What do you think of when you think of Easter? Some think of Jesus. Some think of family. Some even think of candy (man I love those mini robin egg whoppers). Me? I think of scalloped potatoes. Every single time. As far back as I can remember Easter, I remember having scalloped potatoes. My mom makes amazing scalloped potatoes. They’re creamy, covered in cheddar cheese, and pair perfectly with sliced spiral ham. This is not my mom’s recipe.

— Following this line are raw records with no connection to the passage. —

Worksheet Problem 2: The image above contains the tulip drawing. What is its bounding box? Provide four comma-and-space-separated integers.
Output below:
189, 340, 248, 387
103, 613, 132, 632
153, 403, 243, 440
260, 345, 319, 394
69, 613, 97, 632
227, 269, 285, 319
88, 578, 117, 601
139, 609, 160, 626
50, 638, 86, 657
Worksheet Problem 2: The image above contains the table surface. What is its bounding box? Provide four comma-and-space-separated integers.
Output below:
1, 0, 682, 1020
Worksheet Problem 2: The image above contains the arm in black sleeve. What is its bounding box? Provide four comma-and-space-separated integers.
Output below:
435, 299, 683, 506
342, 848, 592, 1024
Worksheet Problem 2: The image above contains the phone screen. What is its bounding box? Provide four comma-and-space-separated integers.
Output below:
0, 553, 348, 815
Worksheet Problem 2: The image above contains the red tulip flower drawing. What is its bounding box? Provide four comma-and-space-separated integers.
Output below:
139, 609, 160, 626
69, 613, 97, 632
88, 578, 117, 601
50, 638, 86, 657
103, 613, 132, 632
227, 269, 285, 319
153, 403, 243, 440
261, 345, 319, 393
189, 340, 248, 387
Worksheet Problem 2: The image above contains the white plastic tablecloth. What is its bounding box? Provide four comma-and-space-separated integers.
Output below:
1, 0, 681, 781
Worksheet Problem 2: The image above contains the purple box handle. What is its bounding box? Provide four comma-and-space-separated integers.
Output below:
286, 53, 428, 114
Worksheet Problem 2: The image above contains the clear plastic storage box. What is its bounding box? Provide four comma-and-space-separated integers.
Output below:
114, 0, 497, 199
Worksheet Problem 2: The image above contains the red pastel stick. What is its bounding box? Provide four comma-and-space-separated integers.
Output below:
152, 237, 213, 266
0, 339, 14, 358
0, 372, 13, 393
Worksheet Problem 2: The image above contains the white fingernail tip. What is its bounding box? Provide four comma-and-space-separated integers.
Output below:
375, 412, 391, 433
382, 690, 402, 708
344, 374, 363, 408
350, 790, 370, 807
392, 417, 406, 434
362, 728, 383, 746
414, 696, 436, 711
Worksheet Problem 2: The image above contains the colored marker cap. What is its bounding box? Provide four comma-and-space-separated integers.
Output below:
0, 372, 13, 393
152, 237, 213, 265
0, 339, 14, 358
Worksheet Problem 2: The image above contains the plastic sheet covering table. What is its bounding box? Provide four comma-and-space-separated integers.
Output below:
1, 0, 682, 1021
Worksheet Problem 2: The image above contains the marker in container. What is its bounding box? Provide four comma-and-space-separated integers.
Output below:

I decided that I was going to keep up the tradition of eating scalloped potatoes on Easter but I wanted to make something different. Something a little lighter than what I grew up with. So I made this recipe, based off of this recipe, for my fiancé and I. Then I promptly took a photo of it and posted it on Instagram. A few people asked for the recipe so here it is!
Parmesan Rosemary Scalloped Potatoes
6 medium-small potatoes, peeled, thinly sliced
4 cups onions thinly sliced crosswise
2 tbsp olive oil
3/4 cup shredded Asiago cheese
3/4 cup shredded Parmesan cheese
1/2 tsp pepper
1/2 cup stock (I used vegetable stock but you can use chicken or beef, too)
1 tsp Jacobsen Salt Rosemary Salt (or mix salt and chopped fresh rosemary)
Preheat oven to 400F
Heat 1 tbsp of olive oil on medium high heat in a sauté pan. Add the onions and stir to coat. Cook until golden brown, about 20 minutes. While the onions are sautéing, toss the potatoes with 1 tbsp olive oil, and half of both of the cheeses.
Butter a casserole dish or large cast iron skillet and layer in the onions and then add the potatoes in an even layer on top. Pour stock on top and sprinkle with the rest of the cheese and the rosemary salt. Bake covered for 40 minutes and the broil for 5. Then eat ALL OF IT. Cheers!